Mara Prince moves faster than human technology can handle, and her story isn't far behind. MARA #5 is the second issue from the conclusion of the series, and all bets are off.
The past few issues have been incredibly strong -- I've enjoyed watching Mara evolve from a girl with few choices, perpetually controlled by her handlers and public image, to a new-but-strong metahuman with a fresh sense of agency. Issue #5 brings things to the edge, and I'm anxious to find out her ultimate destiny. Is she the destroyer of humanity, or will she be merciful?
Brian Wood's storytelling is well-structured and impeccably paced, and this issue builds to the perfect precipice. Not only does he play some big emotional cards in this issue (like Mara's brother's death, and Mara's subsequent abandonment of her human identity), but he shifts from a more subdued third-person narration to Mara's own bold declarations; a ramp-up if I've ever seen one. The stage has been set for a very big ending -- and the missiles in Mara's hands are probably just the start.
Ming Doyle and Jordie Bellaire have been consistently amazing on art for this entire run. The visuals are dynamic and eye-catching, but never distracting from the story. It's all so much in lock-step that it feels like Doyle, Bellaire, and Wood are tapping into a hive mind.
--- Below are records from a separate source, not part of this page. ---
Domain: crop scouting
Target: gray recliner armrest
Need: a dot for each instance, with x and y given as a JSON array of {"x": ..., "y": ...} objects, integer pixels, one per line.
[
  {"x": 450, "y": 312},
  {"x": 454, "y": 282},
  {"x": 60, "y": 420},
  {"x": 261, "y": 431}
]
Alas, MARA is just a six-issue series. Whatever spectacular conclusion the creative team is building to, it's presumably the last we'll see of this character and world.
MARA has been a must-pull for me since the first issue. The series is easy to follow, but not lacking depth, and it's a truly unique take on the superhero genre (plus there's a badass female protagonist). It's fascinating to watch Mara fall from a pedestal that humans created and then rise to a level that humans can't even fathom. Call this another victory for Image right now; I'm absolutely enjoying the series, and holding my breath for its ending next month.